Code for paper: DECOR-NET: A COVID-19 LUNG INFECTION SEGMENTATION NETWORK IMPROVED BY EMPHASIZING LOW-LEVEL FEATURES AND DECORRELATING FEATURES. Specifically, we design a channel re-weighting strategy and a decorrelation loss to improve COVID-19 infection segmentation. The model is built based on the MONAI framework.
- Requirements
- Linux
- Python 3.6+
- Dependencies.
- numpy>=1.21.5
- pandas>=1.1.5
- torch>=1.7.0
- torchvision>=0.11.1
- monai>=0.8.1
- pillow
- yaml
- json
- torchmetrics
The preprocessed COVID-19 Challenge dataset can be found in BaiduDisk (key = tu1h).

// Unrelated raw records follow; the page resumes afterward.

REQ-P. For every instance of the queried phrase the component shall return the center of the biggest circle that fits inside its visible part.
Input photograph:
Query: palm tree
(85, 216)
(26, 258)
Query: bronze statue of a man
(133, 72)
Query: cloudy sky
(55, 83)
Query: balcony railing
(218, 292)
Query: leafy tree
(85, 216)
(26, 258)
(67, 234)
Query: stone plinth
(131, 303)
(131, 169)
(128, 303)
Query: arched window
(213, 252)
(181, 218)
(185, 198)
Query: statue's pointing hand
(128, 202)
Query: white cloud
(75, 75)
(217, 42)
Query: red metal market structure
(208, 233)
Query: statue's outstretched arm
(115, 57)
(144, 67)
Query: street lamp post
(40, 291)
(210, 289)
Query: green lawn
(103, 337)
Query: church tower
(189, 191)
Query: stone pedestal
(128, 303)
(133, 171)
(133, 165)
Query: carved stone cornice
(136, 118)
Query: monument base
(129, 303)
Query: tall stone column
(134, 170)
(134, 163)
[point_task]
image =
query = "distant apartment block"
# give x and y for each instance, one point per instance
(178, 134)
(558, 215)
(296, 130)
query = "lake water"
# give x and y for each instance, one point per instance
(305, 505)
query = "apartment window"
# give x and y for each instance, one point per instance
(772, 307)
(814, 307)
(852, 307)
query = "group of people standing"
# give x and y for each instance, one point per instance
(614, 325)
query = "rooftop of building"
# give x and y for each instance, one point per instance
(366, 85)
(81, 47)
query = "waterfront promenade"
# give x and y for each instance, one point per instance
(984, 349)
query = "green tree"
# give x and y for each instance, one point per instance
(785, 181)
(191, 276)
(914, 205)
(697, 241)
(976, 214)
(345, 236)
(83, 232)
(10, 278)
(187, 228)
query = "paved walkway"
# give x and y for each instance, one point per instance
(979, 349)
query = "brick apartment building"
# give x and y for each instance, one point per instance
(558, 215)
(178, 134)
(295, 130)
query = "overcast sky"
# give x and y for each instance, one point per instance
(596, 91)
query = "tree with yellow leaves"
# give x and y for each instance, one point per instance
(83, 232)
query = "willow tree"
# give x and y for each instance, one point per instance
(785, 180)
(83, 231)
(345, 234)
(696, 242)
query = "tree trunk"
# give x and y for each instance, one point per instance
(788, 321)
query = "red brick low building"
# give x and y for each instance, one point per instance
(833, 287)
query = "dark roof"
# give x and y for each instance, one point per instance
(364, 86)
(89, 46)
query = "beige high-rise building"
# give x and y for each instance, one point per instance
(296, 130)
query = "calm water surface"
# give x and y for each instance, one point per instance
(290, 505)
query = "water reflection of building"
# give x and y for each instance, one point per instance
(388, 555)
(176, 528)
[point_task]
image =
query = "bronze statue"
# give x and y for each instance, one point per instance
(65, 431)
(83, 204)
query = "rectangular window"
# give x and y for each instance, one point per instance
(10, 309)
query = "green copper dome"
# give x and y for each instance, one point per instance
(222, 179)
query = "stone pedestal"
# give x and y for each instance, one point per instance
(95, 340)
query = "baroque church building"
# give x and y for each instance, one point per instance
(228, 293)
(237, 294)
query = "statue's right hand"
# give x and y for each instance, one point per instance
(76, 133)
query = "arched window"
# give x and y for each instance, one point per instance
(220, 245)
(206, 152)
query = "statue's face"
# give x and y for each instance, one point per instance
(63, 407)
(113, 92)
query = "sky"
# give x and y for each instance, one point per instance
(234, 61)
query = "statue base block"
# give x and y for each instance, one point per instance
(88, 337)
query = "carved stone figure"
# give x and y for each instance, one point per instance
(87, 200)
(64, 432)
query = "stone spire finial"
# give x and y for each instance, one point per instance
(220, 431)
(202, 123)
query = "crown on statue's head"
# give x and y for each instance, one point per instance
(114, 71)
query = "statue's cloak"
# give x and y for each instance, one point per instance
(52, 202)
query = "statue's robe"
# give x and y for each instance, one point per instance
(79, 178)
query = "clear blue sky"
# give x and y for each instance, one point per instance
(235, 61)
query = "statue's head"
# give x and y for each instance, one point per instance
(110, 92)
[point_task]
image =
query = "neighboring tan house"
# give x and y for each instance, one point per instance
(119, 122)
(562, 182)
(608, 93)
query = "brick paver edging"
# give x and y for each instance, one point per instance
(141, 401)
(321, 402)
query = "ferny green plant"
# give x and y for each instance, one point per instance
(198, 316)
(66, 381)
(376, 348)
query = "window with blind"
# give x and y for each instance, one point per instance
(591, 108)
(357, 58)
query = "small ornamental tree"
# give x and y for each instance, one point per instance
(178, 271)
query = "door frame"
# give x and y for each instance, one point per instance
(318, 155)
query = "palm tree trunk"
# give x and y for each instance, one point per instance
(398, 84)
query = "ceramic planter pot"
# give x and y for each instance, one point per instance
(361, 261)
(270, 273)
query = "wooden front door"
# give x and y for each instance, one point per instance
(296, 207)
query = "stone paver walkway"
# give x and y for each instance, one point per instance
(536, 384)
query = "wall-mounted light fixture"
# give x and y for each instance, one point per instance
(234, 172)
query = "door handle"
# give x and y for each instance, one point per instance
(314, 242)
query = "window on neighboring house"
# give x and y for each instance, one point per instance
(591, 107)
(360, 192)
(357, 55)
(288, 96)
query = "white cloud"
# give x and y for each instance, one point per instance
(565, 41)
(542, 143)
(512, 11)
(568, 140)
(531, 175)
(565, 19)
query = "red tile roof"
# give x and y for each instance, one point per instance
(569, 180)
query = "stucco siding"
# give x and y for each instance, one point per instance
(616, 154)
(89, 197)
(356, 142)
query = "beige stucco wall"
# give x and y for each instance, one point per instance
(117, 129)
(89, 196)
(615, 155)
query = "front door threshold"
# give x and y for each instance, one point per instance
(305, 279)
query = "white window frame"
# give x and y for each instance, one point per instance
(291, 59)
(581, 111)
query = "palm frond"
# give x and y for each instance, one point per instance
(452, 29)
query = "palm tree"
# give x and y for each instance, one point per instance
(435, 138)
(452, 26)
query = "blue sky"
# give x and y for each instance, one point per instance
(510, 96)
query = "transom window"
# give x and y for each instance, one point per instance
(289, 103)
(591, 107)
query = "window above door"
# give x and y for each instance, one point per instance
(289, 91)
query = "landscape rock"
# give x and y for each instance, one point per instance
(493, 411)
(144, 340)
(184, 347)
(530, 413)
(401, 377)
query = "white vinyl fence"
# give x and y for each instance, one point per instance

The COVID-19 Challenge dataset can be found here.
The path of dataset need to be set in ./DecorNet/Unet.yaml before training.
python train.py
Set runs_file in evaluation.sh
before running it.
You can find your folder's name in ./DecorNet/runs/
bash evaluation.sh
All the metrics generated by evaluation.sh will be save in the folder of runs_file.
You can find the code for Decor loss in ./Decor_loss.py.